The intersection of X Avenue looking north from 230th Street shows the Level B roadway closed and blocked with hay bales.
The intersection of X Avenue looking north from 230th Street shows the Level B roadway closed and blocked with hay bales.

Dallas County is set to lose one of its few remaining stretches of Level B roadway now that the board of supervisors has given the secondary roads department the go ahead on plans to upgrade a one-mile section of X Avenue in eastern Dallas County.

level B signage

The dirt road lies just to the northwest of the Dallas Center-Grimes High School and southwest of the 9,600-head cattle feedlot owned by Brenton Brothers Inc. The stretch lies between 220th and 230th streets and forms the second mile of roadway running north from Iowa Highway 44.

With the fields of Bohrofen Farms on the west and Shafer Farms on the east, X Avenue makes a T-intersection at 220th Street, with the 320-acre Brenton Brothers animal feeding operation lying at its north end.

Dallas County Engineer Al Miller said the $120,000 project will include grading, drainage pipe replacement and granular surfacing of the roadway, which will be widened from 50 feet to 66 feet.

According to Chapter 14 of the Dallas County Code of Ordinances, the county can make such upgrades on its own initiative or on the advice of the county engineer, or an adjoining landowner or tenant can request a dirt road be surfaced with gravel or, in the language of the county ordinance, “reclassified as an Area Service System Level A road.”

x avenue
The section of X Avenue slated for upgrading lies between the Brenton Brothers Inc. feedlot to the northeast and Dallas Center-Grimes High School to the southeast.

“In this case, the adjoining property owner did request it,” Miller said. He said the proximity of the the DC-G High School and the Brenton Brothers feedlot were factors in the decision, and “the amount of grain farming that’s going on there came into play.”

Ed Shafer of Shafer Farms grows row crops along Avenue X and requested the upgrade, Miller said.

“The sheriff’s office was in favor of upgrading it as well,” he said. “We’ve historically had a lot of problems with folks in trucks going out there when it was muddy and tearing up the road, which basically left this section of road unpassable for normal farming operations. So we’d have to deal with folks tearing out our Level B road signs and four-wheel driving out there and tearing up the ditches and drainage and everything else, and farmers couldn’t get down in there to do what they needed to do.”

Level B roads are typically graded in the spring and fall but are otherwise not maintained, and in rainy weather the mud roads attract four-wheeling thrill seekers.

“We’re not the Lone Ranger on that,” Miller said. “Every county in Iowa deals with that on Level B roads, but the location of the school might have brought a denser population of folks who like to do that very close. I think the sheriff’s department got quite a few calls about people tearing stuff up out there.”

The growing population of Dallas County and changes in land uses were also factors in the upgrade, Miller said.
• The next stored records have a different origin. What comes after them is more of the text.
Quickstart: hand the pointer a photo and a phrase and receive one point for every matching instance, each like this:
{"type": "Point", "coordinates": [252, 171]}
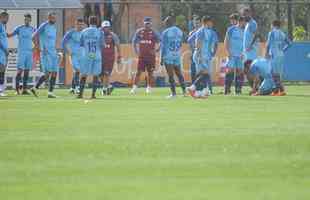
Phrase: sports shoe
{"type": "Point", "coordinates": [72, 91]}
{"type": "Point", "coordinates": [282, 93]}
{"type": "Point", "coordinates": [34, 92]}
{"type": "Point", "coordinates": [2, 94]}
{"type": "Point", "coordinates": [171, 96]}
{"type": "Point", "coordinates": [191, 90]}
{"type": "Point", "coordinates": [104, 91]}
{"type": "Point", "coordinates": [255, 94]}
{"type": "Point", "coordinates": [148, 90]}
{"type": "Point", "coordinates": [25, 92]}
{"type": "Point", "coordinates": [110, 90]}
{"type": "Point", "coordinates": [17, 92]}
{"type": "Point", "coordinates": [134, 89]}
{"type": "Point", "coordinates": [51, 95]}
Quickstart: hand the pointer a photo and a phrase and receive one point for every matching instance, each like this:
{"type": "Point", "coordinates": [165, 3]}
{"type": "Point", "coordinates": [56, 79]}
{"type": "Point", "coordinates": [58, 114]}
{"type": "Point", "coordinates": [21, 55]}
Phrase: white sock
{"type": "Point", "coordinates": [1, 88]}
{"type": "Point", "coordinates": [192, 87]}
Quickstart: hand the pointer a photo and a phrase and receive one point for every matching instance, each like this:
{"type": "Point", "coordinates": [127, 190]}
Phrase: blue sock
{"type": "Point", "coordinates": [229, 77]}
{"type": "Point", "coordinates": [238, 83]}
“You can look at the map and see the corporate boundaries are kind of moving that way,” he said, “and as a road for agricultural purposes, it is maybe more necessary now than it was when it was designated as a Level B.”

The county can charge landowners requesting the upgrade half the cost of all surfacing and drainage work. It is up to the county board of supervisors to determine “whether the benefit of such road or portion of such road inures primarily to the applicant or to the general public,” according to Chapter 14.

“On this particular one,” Miller said, “it was decided that that link was necessary for the general public welfare, which relieved the property owner from paying for half. Basically, what they did do was donate about two acres of property for new right of way, and they were responsible to move all the fences along the route. That was their portion.”

Three of four new drainage pipes for the widened road have been laid.

“We just kind of got started on it this fall,” Miller said. “The intent was to work on it over the summer, but of course we had floods in the summer and didn’t get it done. We intend on getting on it as soon as the area is suitable to do work in again in the spring. We’re going to try to get on it, get it surfaced and get it back open.”

Merle Hay Road, 1934
In earlier days, all of Iowa’s road were dirt, as in this stretch of Merle Hay Road photographed in 1934.
The Brenton Farms cattle lot lies at the north end of X Avenue at 220th Street.
The Brenton Farms cattle lot lies at the north end of X Avenue at 220th Street.
IMG_4353 x ave southerly
The intersection of X Avenue looking south from 220th Street shows the Level B roadway closed and blocked with hay bales.